• Welcome to TechPowerUp Forums, Guest! Please check out our forum guidelines for info related to our community.

Intel 13th Gen Core "Raptor Lake" Launch and Availability Dates Confirmed

Well, a 12900k at 125w power limit scores 24 to 24.5k in cbr23. In tpus testing it scores 18k. Which doesnt make any sense, since that's how much a 12600k scores at same wattage, something that is literally impossible. The same pretty much applies to the rest of his testing, the power limited numbers are all off, some of them even by up to 70%

You have to consider the designs as a whole. Less E cores in the design will mean better efficiency by extension relative to P cores. Round 1 goes to the 12600K on efficiency. You have to consider turbo frequencies and base frequencies of each chip, but it's important to also look those variables for both E cores and P cores of each CPU in question. The 12900K boosts higher on E cores and P cores, but with lower base clocks on E cores and P cores relative to the 12600K. That's not really favorable either since higher frequency is going to be better in a power limit test comparing peak multi-thread CPU utilization. Round 2 therefore goes to the 12600K once again. The 12900K is better for performance scores to make it look like it's punching above it's weight more than it really is if efficiency is important to you which with rising electrical costs and environmental aspects should be a bit, but isn't to everyone in any case it's adequately fair criticism even if it doesn't apply to you personally.

I know you think W1zzard was wrong because the score isn't what you want, but perhaps trust the guys testing methodologies a bit he's ran a few benchmarks here and there. I don't believe he was intentionally trying to make the+ 12900K look inferior to the 12600K if efficiency is important to someone, but guess what the results are pretty cut and dry he just put random numbers in a hat to pull out and say this was the score for each. He's a W1zzard not a M4ggician. I don't know why you think adding more E cores will automatically improve efficiency when they were designed for MT uplift and have lower IPC than P cores. Either way it's a hot take you'd think it so.
 
Less E cores in the design will mean better efficiency by extension relative to P cores. Round 1 goes to the 12600K on efficiency.
Nope, you are absolutely horribly wrong. Less Ecores means the Pcores have to boost even higher, pushing them to even more inefficient clockspeeds territory.

That's not really favorable either since higher frequency is going to be better in a power limit test comparing peak multi-thread CPU utilization. Round 2 therefore goes to the 12600K once again.
Nope, you are still wrong. The 12900k will shit all over the 12600k in every MT workload, no matter what you decided to power limit it to. It's not even a question.
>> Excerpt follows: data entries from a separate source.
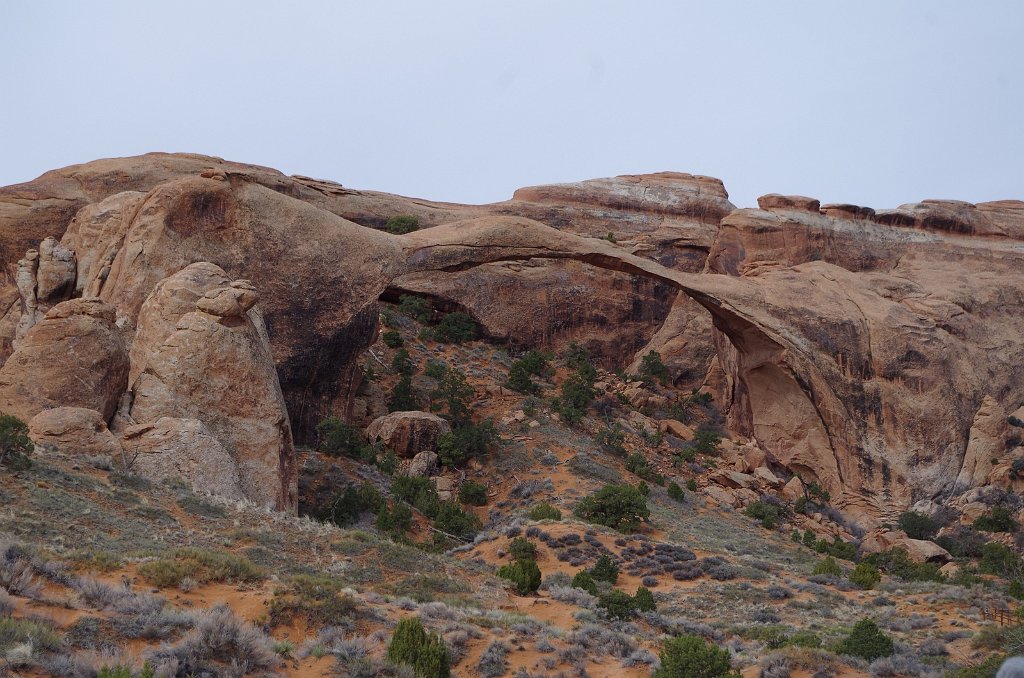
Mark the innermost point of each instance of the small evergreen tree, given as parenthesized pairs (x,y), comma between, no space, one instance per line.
(691,657)
(866,641)
(644,600)
(522,549)
(473,493)
(584,581)
(865,576)
(402,396)
(15,446)
(545,511)
(604,569)
(652,369)
(412,645)
(523,574)
(617,506)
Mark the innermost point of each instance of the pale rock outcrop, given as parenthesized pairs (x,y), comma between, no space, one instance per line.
(924,551)
(985,443)
(763,474)
(57,269)
(722,496)
(74,431)
(173,448)
(423,465)
(74,356)
(218,370)
(728,478)
(677,428)
(793,490)
(408,433)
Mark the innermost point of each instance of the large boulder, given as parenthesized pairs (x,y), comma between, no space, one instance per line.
(75,356)
(74,431)
(408,433)
(218,370)
(172,448)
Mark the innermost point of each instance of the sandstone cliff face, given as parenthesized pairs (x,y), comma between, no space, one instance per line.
(214,366)
(73,357)
(855,346)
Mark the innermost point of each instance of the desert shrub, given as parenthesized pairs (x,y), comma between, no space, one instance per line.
(402,397)
(412,645)
(401,224)
(416,307)
(577,394)
(401,363)
(15,632)
(918,525)
(842,550)
(766,512)
(218,641)
(317,599)
(338,438)
(545,511)
(456,328)
(454,394)
(817,493)
(604,569)
(637,464)
(346,507)
(452,519)
(616,604)
(644,600)
(419,492)
(392,339)
(465,442)
(200,565)
(585,581)
(473,493)
(652,369)
(522,549)
(865,576)
(532,364)
(523,574)
(998,518)
(828,566)
(611,438)
(396,520)
(706,441)
(692,657)
(518,380)
(804,639)
(617,506)
(866,641)
(14,442)
(494,662)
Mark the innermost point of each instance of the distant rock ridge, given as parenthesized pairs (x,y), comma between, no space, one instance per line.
(857,347)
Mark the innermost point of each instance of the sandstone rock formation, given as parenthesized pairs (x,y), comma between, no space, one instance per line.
(215,367)
(855,346)
(73,357)
(408,433)
(74,431)
(172,448)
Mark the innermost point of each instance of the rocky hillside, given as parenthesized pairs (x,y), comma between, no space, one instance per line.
(226,331)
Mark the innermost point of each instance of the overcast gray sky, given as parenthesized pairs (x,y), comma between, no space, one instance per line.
(875,102)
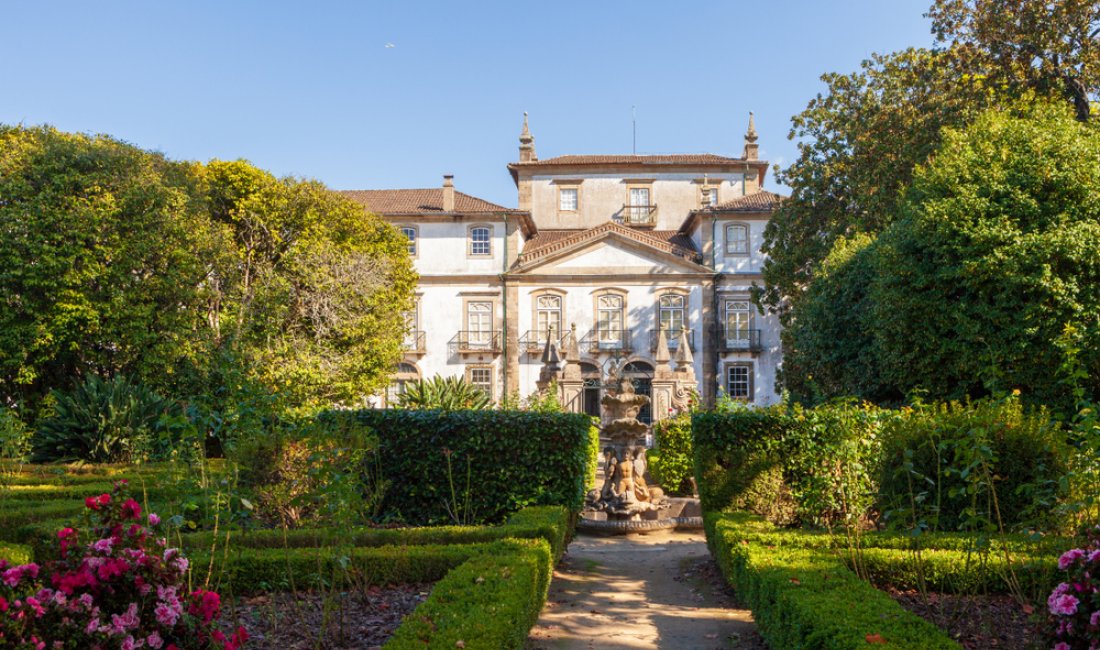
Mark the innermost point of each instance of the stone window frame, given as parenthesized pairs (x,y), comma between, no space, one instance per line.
(468,377)
(415,240)
(625,309)
(470,241)
(751,379)
(400,376)
(686,309)
(535,307)
(725,240)
(724,322)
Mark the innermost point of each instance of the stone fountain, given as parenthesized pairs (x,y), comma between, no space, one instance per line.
(625,503)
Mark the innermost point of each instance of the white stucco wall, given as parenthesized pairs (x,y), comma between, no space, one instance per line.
(602,197)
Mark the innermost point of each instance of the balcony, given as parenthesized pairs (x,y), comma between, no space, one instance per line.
(477,342)
(535,341)
(730,340)
(607,340)
(414,342)
(637,216)
(673,339)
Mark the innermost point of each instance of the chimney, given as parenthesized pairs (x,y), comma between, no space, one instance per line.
(448,193)
(527,144)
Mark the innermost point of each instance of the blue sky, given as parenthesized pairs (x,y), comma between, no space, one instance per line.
(378,95)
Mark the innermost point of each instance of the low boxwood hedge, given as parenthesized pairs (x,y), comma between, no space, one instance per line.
(548,522)
(491,601)
(807,598)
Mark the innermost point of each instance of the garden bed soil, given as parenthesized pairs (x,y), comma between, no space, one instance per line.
(975,621)
(342,620)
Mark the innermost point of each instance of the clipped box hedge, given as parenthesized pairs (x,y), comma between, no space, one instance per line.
(514,459)
(807,598)
(491,601)
(548,522)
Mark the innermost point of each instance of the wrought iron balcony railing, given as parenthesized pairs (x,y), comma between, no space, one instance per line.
(535,341)
(673,339)
(414,342)
(607,339)
(738,340)
(637,215)
(477,341)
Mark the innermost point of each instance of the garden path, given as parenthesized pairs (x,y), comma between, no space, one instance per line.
(660,590)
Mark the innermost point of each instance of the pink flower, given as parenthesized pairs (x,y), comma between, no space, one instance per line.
(1064,605)
(1069,558)
(131,509)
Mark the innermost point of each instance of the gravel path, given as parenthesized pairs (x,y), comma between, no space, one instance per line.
(660,590)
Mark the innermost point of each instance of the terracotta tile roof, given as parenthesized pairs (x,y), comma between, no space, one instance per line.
(425,201)
(761,201)
(550,241)
(644,160)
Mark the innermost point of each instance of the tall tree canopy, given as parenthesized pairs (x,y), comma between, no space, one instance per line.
(118,261)
(997,249)
(861,139)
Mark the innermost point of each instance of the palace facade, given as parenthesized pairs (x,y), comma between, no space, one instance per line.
(608,250)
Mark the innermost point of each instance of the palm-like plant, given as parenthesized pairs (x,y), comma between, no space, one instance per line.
(446,394)
(105,421)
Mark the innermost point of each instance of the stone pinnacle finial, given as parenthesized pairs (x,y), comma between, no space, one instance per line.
(526,143)
(551,357)
(684,359)
(751,149)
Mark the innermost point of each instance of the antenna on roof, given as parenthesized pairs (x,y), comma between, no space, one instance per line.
(634,127)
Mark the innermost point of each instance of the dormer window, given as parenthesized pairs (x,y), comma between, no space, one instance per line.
(567,199)
(409,232)
(737,239)
(480,241)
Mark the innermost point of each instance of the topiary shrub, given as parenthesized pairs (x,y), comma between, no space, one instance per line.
(671,463)
(472,466)
(109,421)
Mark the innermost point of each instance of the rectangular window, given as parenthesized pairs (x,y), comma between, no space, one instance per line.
(738,323)
(410,327)
(568,199)
(479,241)
(737,239)
(739,382)
(609,321)
(671,317)
(410,233)
(482,378)
(548,317)
(479,324)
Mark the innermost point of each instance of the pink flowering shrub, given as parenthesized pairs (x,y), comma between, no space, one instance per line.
(1075,604)
(116,586)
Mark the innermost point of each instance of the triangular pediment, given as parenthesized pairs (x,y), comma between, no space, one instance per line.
(608,249)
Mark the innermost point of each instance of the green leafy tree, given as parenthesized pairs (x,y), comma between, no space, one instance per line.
(311,293)
(997,250)
(103,252)
(1048,46)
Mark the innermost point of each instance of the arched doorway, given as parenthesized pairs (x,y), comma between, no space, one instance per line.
(640,374)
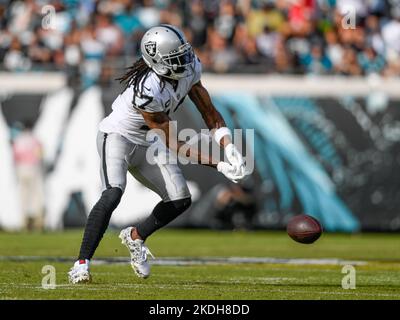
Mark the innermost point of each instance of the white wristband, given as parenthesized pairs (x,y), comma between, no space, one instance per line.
(222,132)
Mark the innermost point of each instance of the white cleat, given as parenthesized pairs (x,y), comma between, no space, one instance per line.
(80,273)
(138,251)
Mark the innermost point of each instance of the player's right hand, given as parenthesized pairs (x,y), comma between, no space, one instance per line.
(229,171)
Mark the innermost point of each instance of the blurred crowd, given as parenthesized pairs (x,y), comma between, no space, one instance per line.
(91,39)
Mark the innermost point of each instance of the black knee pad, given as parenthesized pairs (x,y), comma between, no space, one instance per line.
(182,204)
(110,198)
(168,211)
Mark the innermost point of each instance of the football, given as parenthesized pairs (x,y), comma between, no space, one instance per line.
(304,229)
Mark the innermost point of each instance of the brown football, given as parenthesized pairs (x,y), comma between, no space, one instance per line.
(304,229)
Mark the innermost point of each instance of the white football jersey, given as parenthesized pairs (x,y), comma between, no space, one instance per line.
(126,118)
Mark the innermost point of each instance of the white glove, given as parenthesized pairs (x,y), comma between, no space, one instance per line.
(235,159)
(229,171)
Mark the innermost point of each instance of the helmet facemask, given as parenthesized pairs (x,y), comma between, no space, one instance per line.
(175,65)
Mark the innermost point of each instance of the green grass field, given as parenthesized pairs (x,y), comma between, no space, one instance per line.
(377,278)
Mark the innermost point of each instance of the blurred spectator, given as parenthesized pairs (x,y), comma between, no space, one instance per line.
(97,37)
(28,163)
(316,62)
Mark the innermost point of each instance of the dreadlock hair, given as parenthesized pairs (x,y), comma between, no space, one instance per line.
(135,74)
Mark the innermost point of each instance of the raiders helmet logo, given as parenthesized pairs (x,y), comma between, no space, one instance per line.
(150,48)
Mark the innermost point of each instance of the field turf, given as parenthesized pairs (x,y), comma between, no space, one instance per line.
(22,256)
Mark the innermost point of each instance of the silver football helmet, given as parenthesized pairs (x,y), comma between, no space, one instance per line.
(166,51)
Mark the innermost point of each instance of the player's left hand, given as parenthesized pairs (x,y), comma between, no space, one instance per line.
(235,159)
(228,171)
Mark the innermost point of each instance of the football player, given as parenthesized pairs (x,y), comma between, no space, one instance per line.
(155,86)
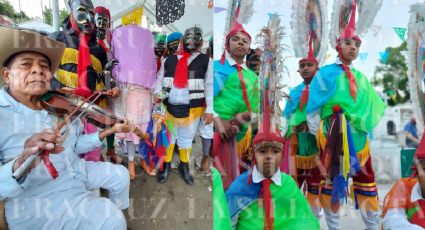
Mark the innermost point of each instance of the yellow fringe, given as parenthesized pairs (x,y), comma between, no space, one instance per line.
(321,140)
(70,79)
(368,203)
(363,155)
(373,184)
(304,162)
(313,200)
(243,145)
(194,113)
(70,56)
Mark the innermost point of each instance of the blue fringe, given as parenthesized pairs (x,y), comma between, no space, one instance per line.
(354,161)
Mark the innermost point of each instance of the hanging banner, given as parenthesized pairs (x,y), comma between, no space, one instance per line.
(384,56)
(210,4)
(133,18)
(327,56)
(363,57)
(218,9)
(375,29)
(401,33)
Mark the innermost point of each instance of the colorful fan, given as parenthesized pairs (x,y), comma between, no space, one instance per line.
(367,10)
(270,40)
(309,18)
(168,11)
(238,10)
(416,60)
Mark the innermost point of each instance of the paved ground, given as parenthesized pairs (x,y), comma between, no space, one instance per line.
(173,205)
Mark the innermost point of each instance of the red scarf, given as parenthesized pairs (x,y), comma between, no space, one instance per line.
(351,81)
(243,85)
(102,43)
(304,97)
(268,205)
(182,74)
(158,64)
(83,61)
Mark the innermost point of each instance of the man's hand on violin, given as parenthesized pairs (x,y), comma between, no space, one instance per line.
(156,99)
(225,129)
(208,118)
(66,90)
(45,140)
(124,127)
(118,127)
(114,92)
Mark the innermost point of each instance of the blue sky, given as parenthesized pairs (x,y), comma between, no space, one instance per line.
(393,13)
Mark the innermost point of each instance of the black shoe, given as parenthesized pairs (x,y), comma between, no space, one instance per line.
(163,176)
(184,171)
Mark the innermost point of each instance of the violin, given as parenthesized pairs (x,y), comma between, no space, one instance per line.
(56,103)
(72,108)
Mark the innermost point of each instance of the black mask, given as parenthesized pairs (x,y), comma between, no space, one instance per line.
(173,46)
(102,25)
(159,49)
(83,13)
(192,39)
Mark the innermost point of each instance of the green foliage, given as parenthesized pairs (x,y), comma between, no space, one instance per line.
(47,15)
(7,9)
(392,76)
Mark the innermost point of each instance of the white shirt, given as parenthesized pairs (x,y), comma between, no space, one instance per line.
(396,218)
(208,80)
(257,177)
(232,61)
(313,118)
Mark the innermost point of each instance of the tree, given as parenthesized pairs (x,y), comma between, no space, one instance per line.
(47,15)
(392,75)
(7,9)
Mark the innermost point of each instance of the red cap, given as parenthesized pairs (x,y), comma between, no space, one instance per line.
(420,155)
(420,151)
(101,9)
(310,55)
(237,28)
(350,30)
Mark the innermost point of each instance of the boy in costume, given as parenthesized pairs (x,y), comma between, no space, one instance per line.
(303,145)
(342,108)
(266,198)
(187,79)
(236,100)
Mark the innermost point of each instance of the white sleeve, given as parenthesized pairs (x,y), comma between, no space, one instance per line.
(159,78)
(208,84)
(396,219)
(313,122)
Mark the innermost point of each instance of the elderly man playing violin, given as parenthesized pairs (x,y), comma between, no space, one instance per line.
(41,199)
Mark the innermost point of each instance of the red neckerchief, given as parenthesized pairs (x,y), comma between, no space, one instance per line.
(83,61)
(158,63)
(182,73)
(102,43)
(243,85)
(304,97)
(351,81)
(268,205)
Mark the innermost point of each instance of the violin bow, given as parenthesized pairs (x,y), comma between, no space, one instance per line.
(19,172)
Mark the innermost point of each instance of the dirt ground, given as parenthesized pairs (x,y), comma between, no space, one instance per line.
(173,205)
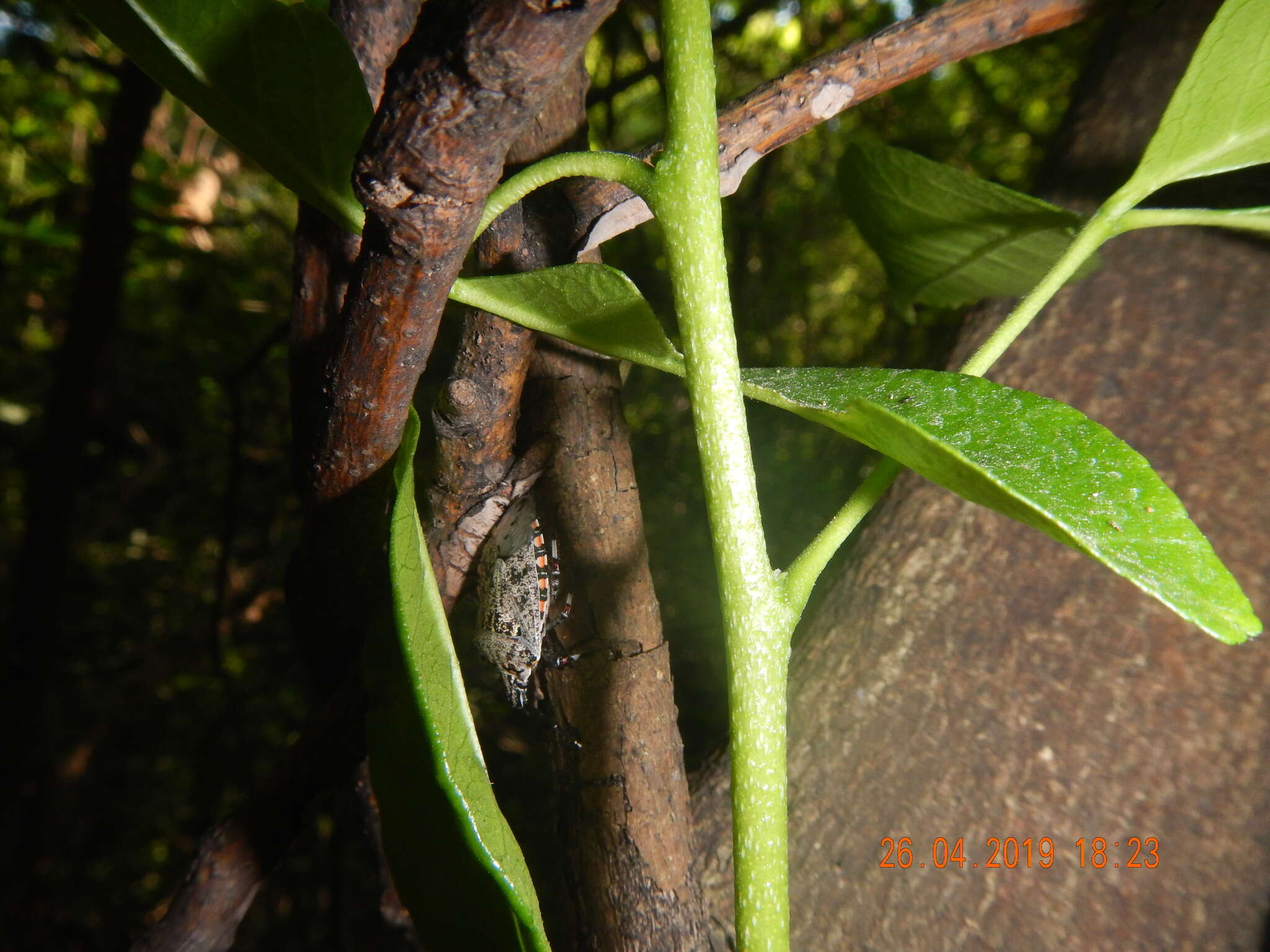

I know you think W1zzard was wrong because the score isn't what you want, but perhaps trust the guys testing methodologies a bit he's ran a few benchmarks here and there.
Nope, you are yet again wrong. I don't think wizzard is wrong, he IS wrong, regardless of what I say other reviewers have verified it. Club365 scored 23600 in CBR23 at 125w. That's it, case closed.
 
The max turbo on the 12600K is lower than that of the 12900K. That's true of both P cores and E cores in fact. Hell the E core turbo on the 12900K is higher than the base frequency of the P core on the 12600K. Also it's with a power limit. So other reviewers tested with the same test hardware and same testing conditions!!?
 
The max turbo on the 12600K is lower than that of the 12900K. That's true of both P cores and E cores in fact. Hell the E core turbo on the 12900K is higher than the base frequency of the P core on the 12600K. Also it's with a power limit. So other reviewers tested with the same test hardware and same testing conditions!!?
What do you mean same testing condition? The only thing you should change is the power limit, and yes, my own + other reviews I already mentioned show a huge difference.
 
AMD you mean? I mean it seems they all need undervolting/tweaking to keep them from running too hot at stock speed....
An even more pushed design in the same 10nm node as the already hot Gen12. Do I have to remind you how Gen 11 did in 14nm?
I'm getting tired of the Intel zero-efficiency designs. Just rebrand Pentium D again.
 
Well there's a small gaggle of Zen 4 results on Geekbench now.

Based on those, I think Raptor Lake will do well against Zen 4 when the reviews come out.

12600K on Gigabyte UD DDR4 Z690 vs 7600X on MSI MEG X670E and DDR5 :


1661895208888.png
 
What is up with that memory, is there something about DDR5 that makes it register as 27GB

I noticed that too. That same person has posted a bunch of benchmarks using 7600X and 7950X and they all have that anomaly.
 
What is up with that memory, is there something about DDR5 that makes it register as 27GB

My best guess is that they probably used the advanced boot options to limit memory. These results are pretty pointless to decipher without knowing the actual memory kits involved DDR4 vs DDR5 tells us jacksh*t about the quality of the kits for each.